That's what I figure.


----------



## classicsat (Feb 18, 2004)

An unsubbed S2 can play from the NPL, although that isn't a concern here, as no recording will take place.

Basic isn't something you can choose for a plain S2 TiVo, only Toshiba and Pioneer DVD combos offer that choice.


----------



## MighTiVo (Oct 26, 2000)

Try choosing ch 0, but don't hit record or you will lose the ability to use ch 0 to access the video input.


----------



## Sports GuyWI (Jan 30, 2006)

Here are a few keys... You can do this on Tivo 1 or Tivo 2. No sub required... 
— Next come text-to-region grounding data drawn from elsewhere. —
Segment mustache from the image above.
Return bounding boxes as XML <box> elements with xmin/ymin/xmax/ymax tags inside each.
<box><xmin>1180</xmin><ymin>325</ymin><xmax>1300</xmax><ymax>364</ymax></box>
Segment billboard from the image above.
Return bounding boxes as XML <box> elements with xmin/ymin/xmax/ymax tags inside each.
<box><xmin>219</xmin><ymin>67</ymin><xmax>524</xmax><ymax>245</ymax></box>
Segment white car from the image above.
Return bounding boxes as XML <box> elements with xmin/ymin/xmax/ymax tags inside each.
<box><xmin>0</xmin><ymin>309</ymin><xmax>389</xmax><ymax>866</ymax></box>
The 'key' is to have the Video Camera 
"on" before the TIVO is on to give the Comp. Inputs a "live" signal. Turn the TIVO to "Watch Live TV" and turn the TIVO onto Channel 0. This should give you a live image. Use the Remote to 'set' the pause to as long you wish. I can rewind, fast forward, pause, this block of recording. (See TIVO as Security Camera) 
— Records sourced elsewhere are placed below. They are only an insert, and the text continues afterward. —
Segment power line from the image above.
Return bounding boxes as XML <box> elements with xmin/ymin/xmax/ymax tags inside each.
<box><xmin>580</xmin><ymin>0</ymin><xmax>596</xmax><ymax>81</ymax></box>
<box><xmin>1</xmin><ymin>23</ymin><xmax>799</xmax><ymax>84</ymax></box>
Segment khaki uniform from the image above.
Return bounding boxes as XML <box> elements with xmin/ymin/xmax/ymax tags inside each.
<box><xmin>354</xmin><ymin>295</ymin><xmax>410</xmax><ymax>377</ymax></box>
Now one guy claims you can set up a "NEW" channel, not used by your cable company to record from the Video Camera. You pick this channel and do a manual record. I have not tried it. 

If you want to record your practice session I would suggest using the Mini-DV tape in your camera.... You can also import the Mini-DV into you TIVO (see instructions on importing VCR) 

If you really want to get complicated you can upload onto TIVO then send the video to your network or computer..... Email, burn to DVD,etc... 

All of this CAN BE DONE WITHOUT a subscription...


----------



## epruittjr (Jan 13, 2004)

> The 'key' is to have the Video Camera
> "on" before the TIVO is on to give the Comp. Inputs a "live" signal. Turn the TIVO to "Watch Live TV" and turn the TIVO onto Channel 0. This should give you a live image. Use the Remote to 'set' the pause to as long you wish. I can rewind, fast forward, pause, this block of recording. (See TIVO as Security Camera)


When you said See TIVO as Security Camera, where are you referring to. I have an X10 security setup and would like to record it on my older Series1 Tivo. Any suggestions as how to do this?


----------